China Railway Group Ltd. surged as much as 11 percent, the biggest gain in more than two years. China Railway Construction Corp gained as much as 8.4 percent. The city’s benchmark Hang Seng Index rose 0.6 percent.
China Railway Corp., the state monopoly that owns the train network, said April 30 that the investment budget for this year will be boosted to 800 billion yuan ($128 billion) from a previous spending plan for 630 billion yuan to 650 billion yuan, HSBC analysts led by Lesley Liu said in a note yesterday. The Chinese government last month outlined a package of measures including tax relief and railway spending as a slowdown endangered its 7.5 percent economic growth target.
“Given the magnitude of increase, we believe both construction companies and rail equipment manufacturers will benefit,” HSBC’s Liu said in the note. The increase is “significantly higher than market expectation,” according to the report.

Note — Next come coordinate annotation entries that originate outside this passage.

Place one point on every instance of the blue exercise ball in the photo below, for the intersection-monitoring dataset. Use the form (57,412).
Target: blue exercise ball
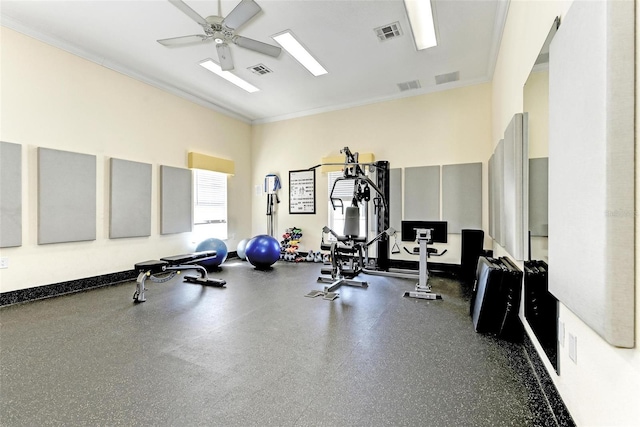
(213,244)
(241,249)
(262,251)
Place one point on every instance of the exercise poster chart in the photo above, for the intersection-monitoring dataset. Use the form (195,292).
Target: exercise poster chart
(302,192)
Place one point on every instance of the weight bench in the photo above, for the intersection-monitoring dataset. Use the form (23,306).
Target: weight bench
(164,269)
(346,255)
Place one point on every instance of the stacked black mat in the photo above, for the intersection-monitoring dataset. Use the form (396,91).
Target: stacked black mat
(541,307)
(495,301)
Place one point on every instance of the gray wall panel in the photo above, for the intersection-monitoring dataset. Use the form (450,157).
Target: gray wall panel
(498,186)
(395,198)
(66,196)
(176,200)
(130,199)
(422,193)
(462,196)
(539,196)
(591,169)
(10,194)
(516,199)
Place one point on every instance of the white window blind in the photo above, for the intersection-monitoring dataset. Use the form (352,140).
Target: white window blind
(211,200)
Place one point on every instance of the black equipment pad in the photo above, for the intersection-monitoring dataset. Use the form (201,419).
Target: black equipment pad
(188,258)
(206,282)
(154,266)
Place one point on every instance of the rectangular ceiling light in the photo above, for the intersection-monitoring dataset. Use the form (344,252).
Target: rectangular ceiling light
(215,68)
(302,55)
(421,20)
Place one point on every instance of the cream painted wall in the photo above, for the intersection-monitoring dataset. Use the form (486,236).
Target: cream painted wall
(602,387)
(436,129)
(53,99)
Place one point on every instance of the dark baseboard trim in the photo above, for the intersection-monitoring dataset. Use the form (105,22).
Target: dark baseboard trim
(544,383)
(62,288)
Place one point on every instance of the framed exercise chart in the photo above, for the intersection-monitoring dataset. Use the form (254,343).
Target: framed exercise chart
(302,192)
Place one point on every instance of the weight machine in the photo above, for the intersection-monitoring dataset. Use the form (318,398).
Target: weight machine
(349,252)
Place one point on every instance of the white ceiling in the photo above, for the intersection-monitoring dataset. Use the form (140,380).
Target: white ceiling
(340,33)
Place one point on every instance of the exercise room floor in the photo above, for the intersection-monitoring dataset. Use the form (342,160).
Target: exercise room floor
(258,352)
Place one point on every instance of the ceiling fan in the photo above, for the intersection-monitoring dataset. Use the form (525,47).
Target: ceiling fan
(222,31)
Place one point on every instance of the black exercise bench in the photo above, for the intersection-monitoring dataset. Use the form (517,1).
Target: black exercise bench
(164,269)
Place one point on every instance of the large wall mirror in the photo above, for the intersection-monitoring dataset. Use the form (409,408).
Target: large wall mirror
(540,306)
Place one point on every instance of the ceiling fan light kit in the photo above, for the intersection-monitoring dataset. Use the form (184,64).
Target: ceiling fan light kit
(223,32)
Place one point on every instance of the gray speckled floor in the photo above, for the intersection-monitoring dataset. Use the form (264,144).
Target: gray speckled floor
(259,353)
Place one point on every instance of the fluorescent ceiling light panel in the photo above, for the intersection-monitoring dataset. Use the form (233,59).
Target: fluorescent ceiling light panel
(421,20)
(215,68)
(295,49)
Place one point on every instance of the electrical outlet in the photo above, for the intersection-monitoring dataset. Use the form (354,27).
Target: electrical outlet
(573,348)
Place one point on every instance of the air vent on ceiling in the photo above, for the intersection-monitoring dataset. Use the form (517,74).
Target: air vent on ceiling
(260,69)
(446,78)
(387,32)
(414,84)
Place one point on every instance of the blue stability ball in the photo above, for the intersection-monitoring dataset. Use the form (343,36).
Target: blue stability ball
(213,245)
(262,251)
(241,249)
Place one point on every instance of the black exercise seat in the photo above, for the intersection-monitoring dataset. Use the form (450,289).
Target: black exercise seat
(152,266)
(189,258)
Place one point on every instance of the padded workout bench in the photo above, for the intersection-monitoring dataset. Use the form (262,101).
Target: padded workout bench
(164,269)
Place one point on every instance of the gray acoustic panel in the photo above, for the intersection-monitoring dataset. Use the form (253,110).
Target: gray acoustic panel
(516,199)
(422,193)
(539,197)
(66,196)
(10,195)
(176,200)
(591,168)
(498,192)
(130,199)
(491,191)
(462,196)
(395,198)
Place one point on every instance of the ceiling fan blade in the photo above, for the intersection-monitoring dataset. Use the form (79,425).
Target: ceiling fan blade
(190,12)
(184,40)
(224,56)
(244,11)
(257,46)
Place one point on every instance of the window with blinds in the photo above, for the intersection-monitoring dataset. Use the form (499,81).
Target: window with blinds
(210,201)
(343,191)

Two calls to China Railway Corp. were unanswered today during a Chinese public holiday.
CSR Corp., a Chinese trainmaker, gained 9.4 percent to close at HK$6.19 in Hong Kong trading. China Railway Group rose 9.3 percent to HK$3.77. China Railway Construction advanced 7.3 percent to HK$6.88.
The government’s focus in 2014 and next year will be the completion of existing tracks to meet its target under a five-year plan through 2015, HSBC analysts said.
China Railway Corp. took over the nation’s rail network last year after the government dismantled the Ministry of Railways to battle graft and bureaucracy.